As described above, the present phenolic resin foamed plate can be produced by arranging the foamable resin compositions separately foamed in the foaming process to be opposed to each other, and by foaming, curing, and bonding the foamable resin compositions such that the foam surfaces come into contact with each other. When the two foamable resin compositions in the foaming process are integrated at the central portion in the thickness direction of the foamed plate, the average density at the central portion in the thickness direction is higher than the adjacent portions in the thickness direction, and in addition, the uniformity of the density distribution is increased. Therefore, in the present phenolic resin foamed plate, the length in the thickness direction of a region where a low density portion is continuous is reduced, so that the start of local breakage at the low density portion is delayed, buckling hardly occurs, the compressive strength is good, and the bending strength is improved.
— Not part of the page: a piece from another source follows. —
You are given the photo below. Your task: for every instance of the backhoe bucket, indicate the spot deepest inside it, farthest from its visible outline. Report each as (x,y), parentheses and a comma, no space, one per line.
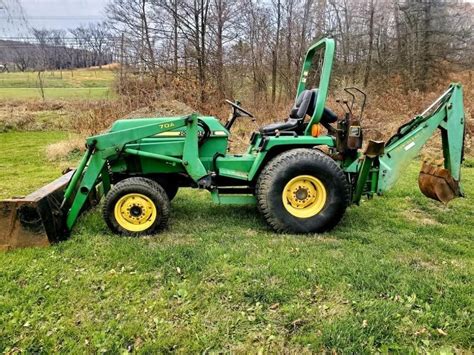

As a method for producing such a foamed plate, according to a mold (batch-type) process, compositions are discharged (applied) into two molds, and foaming and curing is performed with the openings of the two molds joined, whereas according to a continuous process, foamable resin compositions are separately discharged onto the opposing surfaces of two surface materials being traveling. The foregoing problem is thus solved. In other words, both in the mold process and the continuous process, the two separate foamable resin compositions are discharged and foamed, and the foam surfaces are joined and bonded with each other. Accordingly, the internally generated heat during a curing reaction in the foaming and curing process can be dissipated efficiently. Therefore, it is possible to produce a high-quality foamed plate under efficient production conditions such as a high temperature condition, without giving damage to cell membranes of the foamable resin composition. As described above, in the present invention, it has been found that a density distribution structure characteristic in the thickness direction can be achieved by discharging and foaming two separate foamable resin compositions and thereafter joining and bonding the foam surfaces, and that this characteristic improves the compressive strength or the like of the foamed plate as compared with the conventional product.
Advantageous Effects of Invention
The present invention provides a phenolic resin foamed plate exhibiting practically sufficient compressive strength and thermal conductivity even when the product thickness is increased, and a method for producing the same.